Before moving on, Notably, Section 1623(a)(1) specifies that this responsive cyber action against the Russians would count as “traditional military activities.” This is useful. I like it that it does not attempt to tie back to 1622’s somewhat-troubled definition of “clandestine” military cyber activity. It does not need to do so. It is cleaner simply to state that responding to malicious Russian cyber activity will count as TMA—and thus will not count as “covert action”—even when conducted on an unacknowledged basis.
b. 1623(b), surveillance, and Cyber Command
This one is a bit different in kind, for it concerns the authority of Cyber Command to engage in surveillance activity on networks outside the United States. Now, you might respond to that general description by saying: intelligence-collection activity is a central feature of military planning and operations, so surely a combatant command like Cyber Command already engages in a substantial amount of activity on foreign networks that falls under that heading. And perhaps that is true with respect to the military systems and networks of foreign states. What’s interesting about Section 1623(b) is that it clarifies (or establishes) that the secretary of defense can authorize Cyber Command to conduct surveillance targeting private Russian actors where
- those entities act “at the behest or in support” of the Russian government, and
- they engage in one of the following categories of activity:
- “stealing and releasing confidential information” from U.S. political candidates or their organizations
- “generating and planting information and narratives” in our media in order to “mislead, sharpen social and political conflicts,” and otherwise manipulate things
- creating botnets and also “false accounts” on social media in order to amplify messaging towards those same harmful ends
- developing or using cyber means to harm U.S. critical infrastructure or to cause casualties (U.S. persons or “persons of allies”…does that include Ukraine?), significant property damage, economic disruption, effects amounting to armed attack, effects imperiling a “vital national security interest,” or “significant disruption of the normal functioning of United States democratic society and government.”
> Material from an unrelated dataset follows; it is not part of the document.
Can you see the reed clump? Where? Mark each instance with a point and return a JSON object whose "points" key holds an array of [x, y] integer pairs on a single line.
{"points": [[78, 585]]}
So all that is, of course, a response to the 2016 Russian intervention, and I’m all for it. What’s interesting to me is the question of whether surveillance on these topics should be NSA’s business rather than Cyber Command’s. That is, Section 1623 seems to me to reflect, to some extent, the ongoing frictions involved in having a military intelligence agency that is the incumbent and world-class agency for collection of this kind, but also having a new combatant command operating in the cyber domain at a time when we have an increasing degree of “grey zone” activity implicating its interests and thus bringing with it intelligence-support needs that it might want to fulfill on its own.
The bottom line, I suppose, is that there may be some serious deconfliction issues lurking beneath the surface here, which is not too big a deal while the dual-hat remains in place (Gen. Paul Nakasone is the head of both the NSA and Cyber Command), but sure look more complicated if and when those positions are split (especially if at the same time the White House continues to neglect the interagency cyber portfolio).